What matters to semiconductor junctions is the chip temperature. The chip generates heat, and its temperature goes up until it reaches thermal equilibrium, meaning that as much heat is going out as is being generated.

Heat flow is more complex than this simplification, but it's good for a first look. Heat flow and temperature can be modeled like a thermal "Ohm's Law". The temperature difference across some thermal resistance is equal to the power (analogous to current) flowing through some thermal resistance, which is denominated in degrees C per watt of power transferred.

There exist grain-of-wheat incandescent bulbs that dissipate only 1/2 to 3/4W, but the filament gets up to temperatures that make it glow white-hot. That's because the bulb is designed to stop heat flow out by conduction, and the only way power can get out is by radiating out as light. On the other hand, hair dryers may generate a kilowatt or so, but the waste heat comes out as 120F air, not yellow-white light. The difference is that the thermal resistance of flowing air over wires is remarkably lower than from the inside of the bulb.

The grain-of-wheat bulb also illustrates that heat flow problems are usually heat *spreading* problems. The bulb can't spread its heat. The dryer has a moving volume of air to carry it away.

But back to semiconductors. The fractional-nanoacre chip generates heat, and most of that has to be conducted out by the solder mounting of the chip to an internal heat spreader (if it's been well designed) and then to the transistor's external metal heat conduction plate. Every transistor worth using will specify this resistance to getting heat out as a resistance of X degrees C per watt from chip to case.

There is then a thermal resistance from that metal plate through some insulator to the heatsink itself. And finally from the heat sink to the external air.

The thermal resistances add, and the internal junction temperature puts a cap on the internal temperature.

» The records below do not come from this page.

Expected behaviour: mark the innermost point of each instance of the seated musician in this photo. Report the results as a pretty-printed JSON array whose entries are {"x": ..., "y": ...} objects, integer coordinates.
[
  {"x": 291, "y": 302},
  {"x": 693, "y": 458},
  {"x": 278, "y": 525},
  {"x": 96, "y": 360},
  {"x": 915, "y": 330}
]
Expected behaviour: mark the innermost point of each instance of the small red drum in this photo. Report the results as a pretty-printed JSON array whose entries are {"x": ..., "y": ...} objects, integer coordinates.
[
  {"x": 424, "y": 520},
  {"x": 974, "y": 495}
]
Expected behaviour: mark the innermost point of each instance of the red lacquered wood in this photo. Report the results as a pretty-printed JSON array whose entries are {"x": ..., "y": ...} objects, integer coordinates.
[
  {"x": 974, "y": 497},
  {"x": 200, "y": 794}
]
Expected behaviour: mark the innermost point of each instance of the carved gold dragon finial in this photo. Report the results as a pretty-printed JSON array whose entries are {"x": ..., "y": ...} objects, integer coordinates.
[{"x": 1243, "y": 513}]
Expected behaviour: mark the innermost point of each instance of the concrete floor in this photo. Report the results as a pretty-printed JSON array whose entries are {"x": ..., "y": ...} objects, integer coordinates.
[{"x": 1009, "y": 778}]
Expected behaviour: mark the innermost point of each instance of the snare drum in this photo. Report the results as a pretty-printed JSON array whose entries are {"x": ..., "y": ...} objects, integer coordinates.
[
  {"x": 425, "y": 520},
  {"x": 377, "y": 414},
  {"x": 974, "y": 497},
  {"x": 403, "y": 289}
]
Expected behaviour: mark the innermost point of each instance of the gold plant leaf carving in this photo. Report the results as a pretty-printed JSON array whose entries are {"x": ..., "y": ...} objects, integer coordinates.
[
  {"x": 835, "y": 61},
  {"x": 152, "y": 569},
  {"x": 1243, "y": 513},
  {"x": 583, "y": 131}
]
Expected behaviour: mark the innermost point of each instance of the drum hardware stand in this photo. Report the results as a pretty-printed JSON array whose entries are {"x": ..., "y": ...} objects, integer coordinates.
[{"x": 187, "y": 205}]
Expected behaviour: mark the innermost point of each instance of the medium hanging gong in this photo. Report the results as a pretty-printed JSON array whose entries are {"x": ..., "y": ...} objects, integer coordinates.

If you assume a 150C chip temperature, and the external air is at 110F/43C, then you only have (150-43) = 107 C rise you can tolerate. If the chip has to dissipate 40W, then the total device + insulator + heat sink thermal resistance has to be less than 107/40 = 2.67 C/W. Easy-peasy.

Er, until that resistance needed gets under about 2.5C/W. The size of the heat sink explodes. When that happens, you can get into fancier and fancier designs with forced air, even forced *water* like some gamers like to run their CPUs.

If you have the option (as you do at the design stage) you can get a huge advantage by electrically paralleling the power devices. If you have to dissipate 100W, it may not be practical without forced-water + forced-air cooling in one chip, but if you split this to two chips, you can use a multifin well-designed heat sink to get rid of 2x 50W, and getting rid of 4 x 25W spaced out on a sink may not even require fins. It's how DENSE the power is, and how hard you have to work to spread it out.

I heavily advise looking at whether you can use 2-4 MOSFETs in parallel to spread the heat out.

Please post amp HV current at full blast, squarewave clipping into a 20% reduced load, so as to have worst case consumption, and then do the math with that same current and half the voltage, so as to predict worst case.

I bet the results must be hair rising.

Only armed with such data can we design a cooling system (even a passive heatsink) but from the beginning, I consider the steel chassis the worst heat sink available.

Maybe a large (at least 4"x4") 2mm aluminum "heat spreader" , riveted to the steel chassis and with thermal grease in between may start to do someting useful.

FWIW I use such heat spreaders even on my SS amp aluminum chassis, simply because besides area, thickness rules.

I was wondering about paralleling. I know the die temperature is always a lot hotter than the case, which is why I stopped when I reached 100C on the latter. Would you need to use source resistors (like emitter resistors in a big bipolar amp) to compensate for imperfectly matched devices? Or, since it's basically a source follower, would that matter?

My hesitation is stringing 450VDC and MOSFETs along like Christmas lights on heat sinks -- outside of the chassis. Unfortunately, the heat makes shrink wrap shrink away from the body and expose the leads a bit.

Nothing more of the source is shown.